A seemingly startled Ghinelli replied that the restrictive measures, which he called “a sacrifice for everyone,” are intended to end the crisis as quickly as possible.

“The sooner we can get out of this situation, the sooner we can hug each other again,” he said.

Though Archbishop Fontana is the first bishop to break ranks in such a public fashion, he’s hardly the only religious voice in Italy questioning the logic of the complete suspension of normal church life.

Also on Easter, Alessandro Meluzzi, a well-known psychiatrist, criminologist and TV commentator, as well as a leader in the Italian Autocephalous Orthodox Church, called the suspension of public liturgies “an enormous mistake.”

“Churches are closed, but supermarkets are open,” Meluzzi said. “I’d say that the data we have about the circulation of air inside those markets isn’t necessarily better that that of immense churches with extremely high ceilings and optimal air flow. These are churches where people can easily go in maintaining a great distance.”

Catholic journalist Maurizio Scandurra also complained about the clampdown over the Easter weekend.

“Couldn’t it be done in church like it’s done for picking up pension checks in the Post Office, taking turns in alphabetical order on alternating days?” Scandurra asked.

“It wouldn’t have any impact on the risk of infection. There’s ample space in churches for accommodating people with security. All that’s required is to avoid physical contact and to respect distances, abstaining for a while from typical gestures of popular devotion such as kissing, touching and caressing sacred icons,” he said.

Frustration with the closures can also be glimpsed in a steady drumbeat of citations and fines issued by police in various Italian localities for unauthorized gatherings in churches.

The most recent such incident came on Saturday night in Scafati, in southern Italy’s Calabria region, where police broke up an Easter vigil prayer service at the church of St. Mary of the Virgins involving a group of roughly thirty people, acting on tips on social media channels. According to media reports, those involved have been ordered to self-isolate for fourteen days.

Father Giovanni De Riggi apologized on the parish’s Facebook page, but insisted he thought he was acting within the terms of a March 27 protocol issued by the country’s Interior Ministry permitting small numbers of people to take part in church services for Holy Week.
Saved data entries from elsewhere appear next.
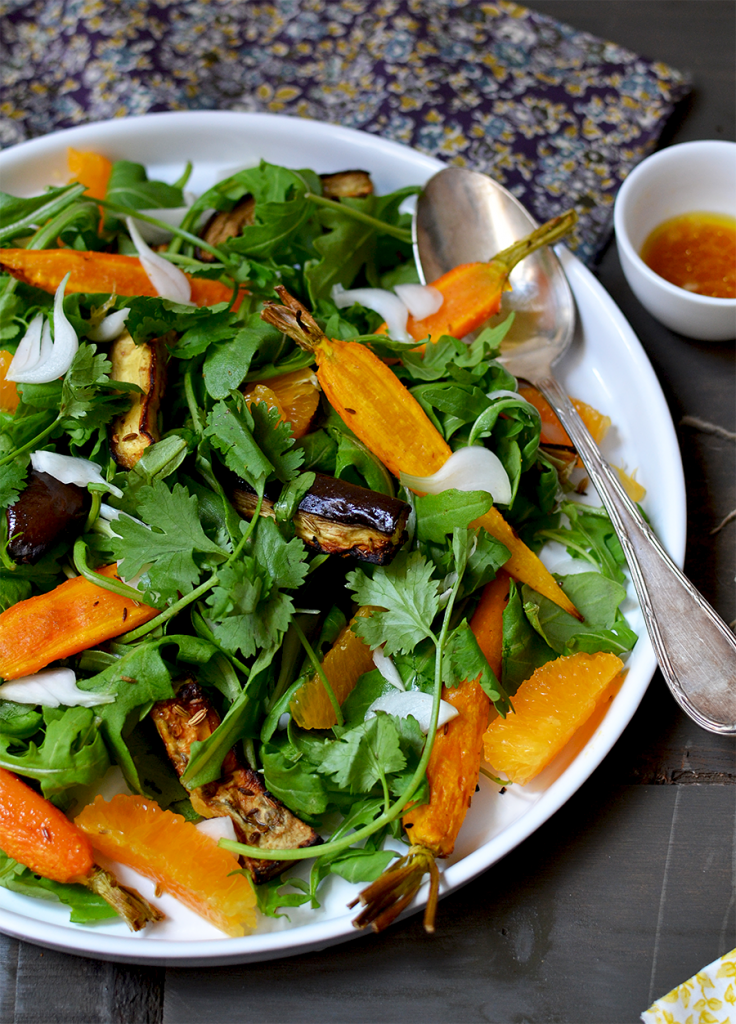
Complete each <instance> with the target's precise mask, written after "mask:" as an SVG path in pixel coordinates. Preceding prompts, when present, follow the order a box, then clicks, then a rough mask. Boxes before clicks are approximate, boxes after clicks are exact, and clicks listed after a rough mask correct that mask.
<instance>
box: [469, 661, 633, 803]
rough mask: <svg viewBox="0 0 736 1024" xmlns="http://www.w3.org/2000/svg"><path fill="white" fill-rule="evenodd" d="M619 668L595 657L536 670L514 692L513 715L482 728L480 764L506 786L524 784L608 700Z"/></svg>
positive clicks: (498, 719) (619, 671) (558, 750)
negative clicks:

“In the celebration held behind closed doors, there were only the figures required by the rite along with their families, all of whom were seated one per pew, in full respect of the social distance imposed and without any public gathering,” Fr. De Riggi wrote.

In Sanremo in northwestern Italy, home to the country’s most famous music festival, police over the weekend raided a church on Easter Sunday on suspicions that an illicit public Mass might be underway. According to reports, however, police withdrew after finding only a small group of people engaged in private prayer and observing appropriate distances.
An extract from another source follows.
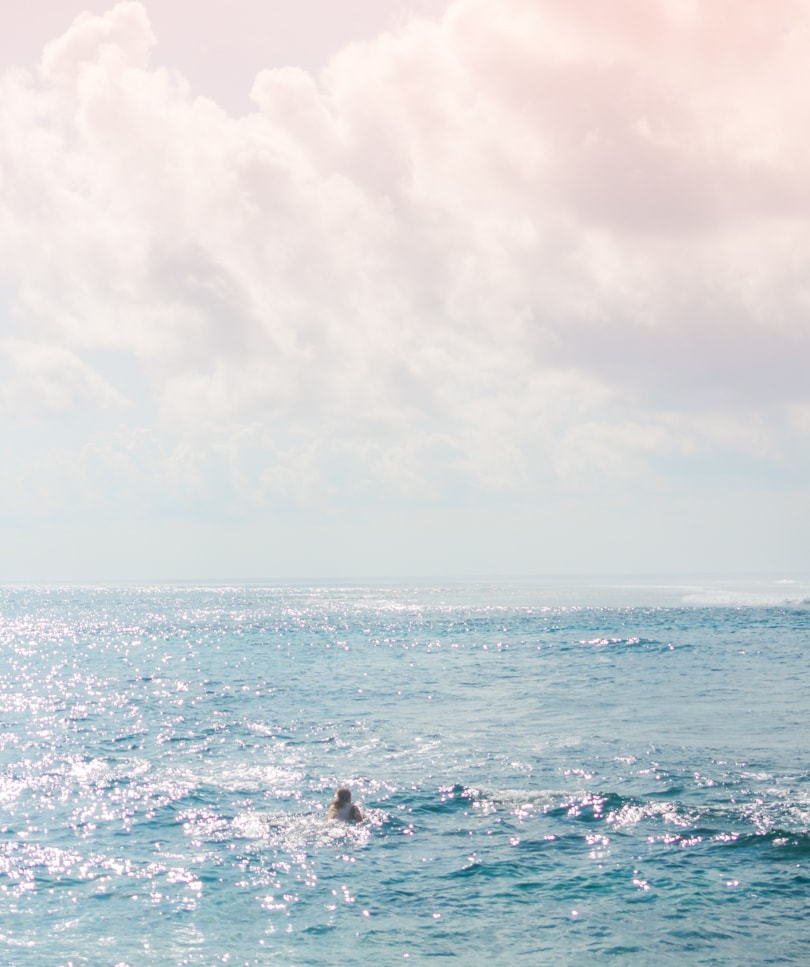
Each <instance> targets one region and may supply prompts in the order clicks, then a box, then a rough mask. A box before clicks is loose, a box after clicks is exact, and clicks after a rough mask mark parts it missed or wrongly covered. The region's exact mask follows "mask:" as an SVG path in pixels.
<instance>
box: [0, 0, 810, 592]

Yet the coronavirus restrictions also have prominent defenders in the Italian church.

Theologian Vito Mancuso, a laicized ex-priest who’s a theological protégé of Archbishop Bruone Forte, a key ally and adviser to Pope Francis, dismissed calls from some Italian politicians to reopen churches in an Easter interview.
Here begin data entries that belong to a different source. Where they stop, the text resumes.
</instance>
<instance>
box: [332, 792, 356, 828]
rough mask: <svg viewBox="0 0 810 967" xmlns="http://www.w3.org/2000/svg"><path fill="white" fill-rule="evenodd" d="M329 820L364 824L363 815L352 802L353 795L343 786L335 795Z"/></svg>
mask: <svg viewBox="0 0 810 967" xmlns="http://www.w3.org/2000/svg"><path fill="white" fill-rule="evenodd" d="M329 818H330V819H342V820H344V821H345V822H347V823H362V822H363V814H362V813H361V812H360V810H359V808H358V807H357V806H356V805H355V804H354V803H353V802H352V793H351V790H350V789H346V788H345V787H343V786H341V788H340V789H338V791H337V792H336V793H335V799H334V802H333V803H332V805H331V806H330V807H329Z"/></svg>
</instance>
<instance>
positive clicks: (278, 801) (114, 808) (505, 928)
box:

“Those who’ve backed reopening the churches in order to gain a few points in the polls are part of that category of humanity that’s always used God to support their earthly traffic,” Mancuso said. “There’s never any shortage of them, but it has nothing to do with spirituality.”

For now, it remains to be seen when Italy’s government may greenlight a gradual return to normal ecclesiastical life.

“We’re once again representing the expectations and commitments of the ecclesiastical community to the government,” said Father Ivan Maffeis, spokesman for the Italian bishops’ conference, on Good Friday.

“I can’t tell you more than that,” he said.